Comparison of different spatial and temporal resolutions and the effect of bias correction. Note: The first column presents pixelwise onshore wind energy CFs, the second column shows solar energy CFs, and the third column depicts the 0.05 quantile of the 48-hour running average of CFs for November–January. Across rows (from top to bottom): (a-c) CFs from ground truth (GT) ERA5 reanalysis data; (d-f) a spatially coarse (1.0°) and (g-i) a temporally coarse (24 h) resolution of the GT respectively; (j-l) the uncorrected downscaling (DS) output; (m-o) the bias-corrected downscaling (DS BC) results. The downscaling outputs are averaged over 10 samples drawn from the generative model.
3.1.2. Evaluation of the historical CMIP6 downscaled data
We compare the spatial and temporal average CF for wind and solar energy in Germany for the downscaled data of the historical CMIP6 runs to the CF obtained from ERA5 reanalysis data in the time range 1980–2014, shown in Figure 4. Since a direct 1:1 comparison between ERA5 and CMIP6 historical model runs is not feasible (ERA5 is an observation-constrained reanalysis that reconstructs the actual historical weather, while CMIP6 historical runs are free-running climate model simulations), we use a 10-year running average to smooth the time series and assess the reproduction of potential temporal trends and variability.
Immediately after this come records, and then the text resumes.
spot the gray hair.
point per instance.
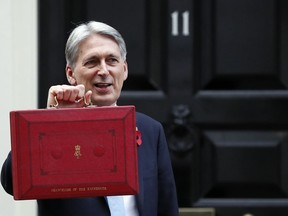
(83, 31)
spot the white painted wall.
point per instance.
(18, 81)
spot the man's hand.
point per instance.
(66, 96)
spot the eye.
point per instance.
(90, 63)
(112, 60)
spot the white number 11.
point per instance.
(175, 22)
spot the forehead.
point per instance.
(100, 44)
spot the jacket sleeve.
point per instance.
(6, 175)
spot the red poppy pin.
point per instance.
(138, 137)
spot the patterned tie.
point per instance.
(116, 205)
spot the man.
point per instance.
(96, 69)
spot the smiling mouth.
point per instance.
(102, 85)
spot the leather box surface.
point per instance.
(82, 152)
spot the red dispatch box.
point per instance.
(81, 152)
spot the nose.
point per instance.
(103, 70)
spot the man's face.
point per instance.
(99, 68)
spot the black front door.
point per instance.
(215, 74)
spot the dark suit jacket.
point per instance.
(156, 181)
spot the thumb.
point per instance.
(88, 101)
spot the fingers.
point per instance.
(66, 96)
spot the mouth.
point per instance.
(102, 85)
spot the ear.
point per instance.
(125, 70)
(70, 75)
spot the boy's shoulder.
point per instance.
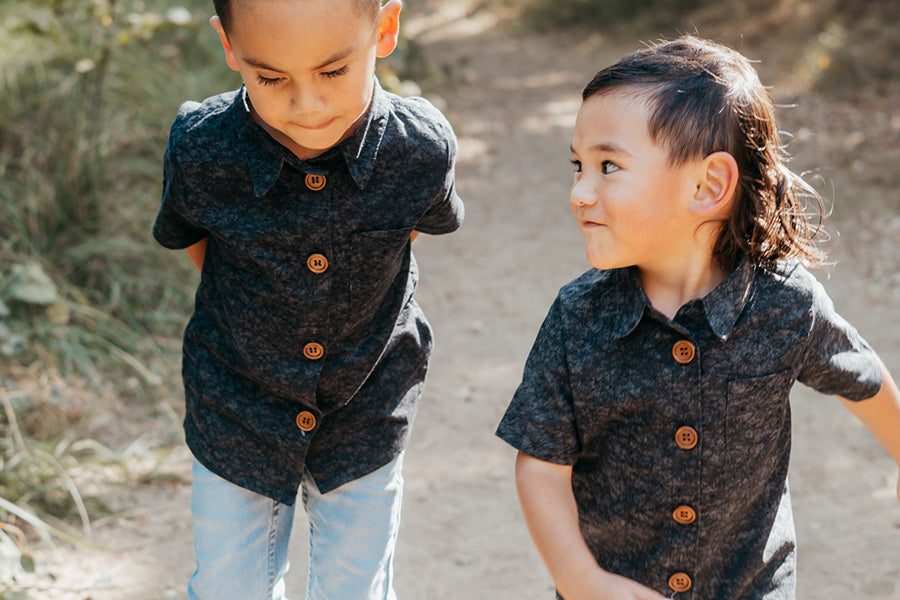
(596, 285)
(791, 282)
(202, 125)
(418, 124)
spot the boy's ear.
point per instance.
(388, 28)
(716, 182)
(223, 37)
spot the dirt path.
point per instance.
(486, 290)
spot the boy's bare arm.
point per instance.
(197, 253)
(881, 415)
(545, 492)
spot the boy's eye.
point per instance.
(608, 167)
(268, 80)
(336, 72)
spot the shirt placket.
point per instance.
(684, 443)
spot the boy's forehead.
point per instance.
(613, 114)
(339, 8)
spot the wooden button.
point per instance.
(685, 515)
(317, 263)
(686, 437)
(683, 351)
(306, 421)
(680, 582)
(313, 351)
(315, 182)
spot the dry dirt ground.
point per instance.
(512, 98)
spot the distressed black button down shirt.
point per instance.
(678, 431)
(306, 347)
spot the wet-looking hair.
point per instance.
(703, 98)
(368, 8)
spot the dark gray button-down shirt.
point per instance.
(603, 391)
(262, 301)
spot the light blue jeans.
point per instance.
(241, 538)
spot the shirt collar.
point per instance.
(722, 306)
(360, 150)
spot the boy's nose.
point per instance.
(306, 99)
(582, 194)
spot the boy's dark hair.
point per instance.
(705, 98)
(368, 8)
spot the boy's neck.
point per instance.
(671, 285)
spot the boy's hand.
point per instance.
(608, 586)
(898, 488)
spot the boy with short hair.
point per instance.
(304, 361)
(652, 421)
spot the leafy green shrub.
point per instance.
(89, 90)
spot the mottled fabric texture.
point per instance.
(602, 391)
(293, 260)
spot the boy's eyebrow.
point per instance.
(337, 56)
(604, 147)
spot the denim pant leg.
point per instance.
(240, 541)
(352, 536)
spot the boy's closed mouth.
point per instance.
(324, 125)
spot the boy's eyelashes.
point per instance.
(606, 166)
(336, 72)
(268, 80)
(263, 80)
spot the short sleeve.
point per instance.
(540, 420)
(446, 212)
(837, 359)
(173, 229)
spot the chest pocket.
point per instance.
(758, 422)
(377, 258)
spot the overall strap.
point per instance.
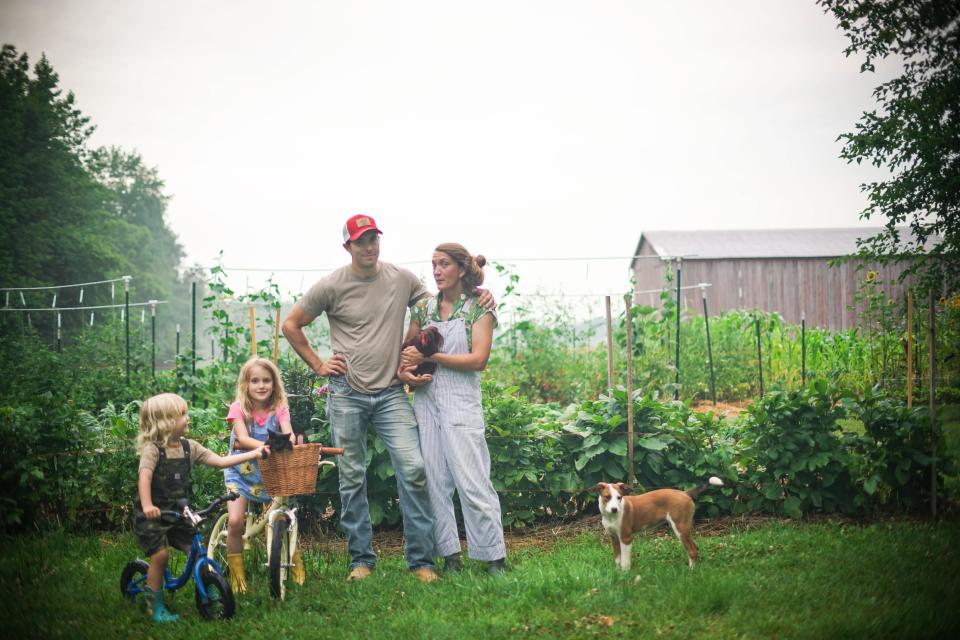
(186, 452)
(431, 309)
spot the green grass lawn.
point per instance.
(821, 580)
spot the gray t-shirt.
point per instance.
(366, 320)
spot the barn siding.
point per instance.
(789, 286)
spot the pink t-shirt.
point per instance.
(282, 412)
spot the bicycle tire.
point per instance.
(217, 545)
(279, 557)
(132, 571)
(220, 603)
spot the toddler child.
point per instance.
(166, 458)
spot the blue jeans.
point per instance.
(391, 415)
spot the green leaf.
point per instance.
(653, 443)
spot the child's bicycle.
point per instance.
(213, 595)
(285, 474)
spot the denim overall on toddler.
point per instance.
(245, 477)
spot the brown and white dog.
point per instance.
(624, 514)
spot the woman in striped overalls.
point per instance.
(449, 411)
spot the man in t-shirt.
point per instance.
(366, 303)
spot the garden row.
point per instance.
(788, 454)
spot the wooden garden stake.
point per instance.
(932, 349)
(609, 348)
(909, 348)
(276, 336)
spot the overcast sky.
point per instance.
(521, 129)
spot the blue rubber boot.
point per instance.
(160, 613)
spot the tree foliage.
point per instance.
(71, 214)
(914, 132)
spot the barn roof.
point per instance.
(757, 243)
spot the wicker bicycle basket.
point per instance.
(291, 473)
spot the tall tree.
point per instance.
(136, 205)
(914, 132)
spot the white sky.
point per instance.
(521, 129)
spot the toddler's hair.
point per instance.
(158, 417)
(278, 397)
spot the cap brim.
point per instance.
(360, 232)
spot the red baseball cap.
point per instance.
(357, 226)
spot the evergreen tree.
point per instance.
(915, 132)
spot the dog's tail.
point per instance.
(714, 481)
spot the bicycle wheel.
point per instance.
(280, 562)
(217, 546)
(133, 578)
(220, 603)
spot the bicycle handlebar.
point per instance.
(331, 451)
(197, 516)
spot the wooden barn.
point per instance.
(782, 270)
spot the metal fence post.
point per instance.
(759, 354)
(153, 338)
(609, 347)
(193, 329)
(676, 391)
(706, 322)
(932, 350)
(803, 348)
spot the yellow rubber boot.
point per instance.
(238, 579)
(298, 573)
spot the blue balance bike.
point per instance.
(213, 595)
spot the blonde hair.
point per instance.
(472, 265)
(278, 397)
(158, 418)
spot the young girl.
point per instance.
(166, 458)
(260, 405)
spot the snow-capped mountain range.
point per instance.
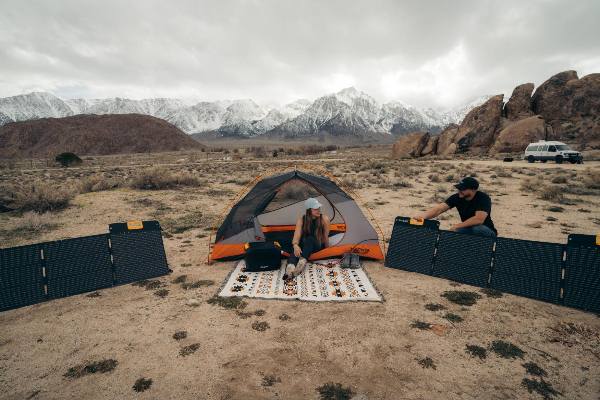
(347, 112)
The 10 year average of onwind CF remained stable around the period, centered from 1985 to 1998, it decreased in the period since then (1998–2010) by two percentage points (Figure 4a), further the decadal standard deviation is decreasing (Figure 4e). For the offshore wind CF, the decadal variability is also decreasing (Figure 4f), though the CF itself has no clearly visible trend (Figure 4b). Contrary to the onwind CF, the solar CF is increasing by 0.5 percentage points throughout the 30 years (Figure 4c) with an increasing variability. Even though the weighting of solar CF in the combined CF is largest, the effect of the decrease in onshore wind CF dominates the combined CF and over the 30 year period, a decrease from 1998 to 2010 by 0.5 percentage points is visible. The decadal standard deviations of wind (Figure 4e, f), solar (Figure 4g), and combined (Figure 4h) CFs are also consistent with those derived from ERA5.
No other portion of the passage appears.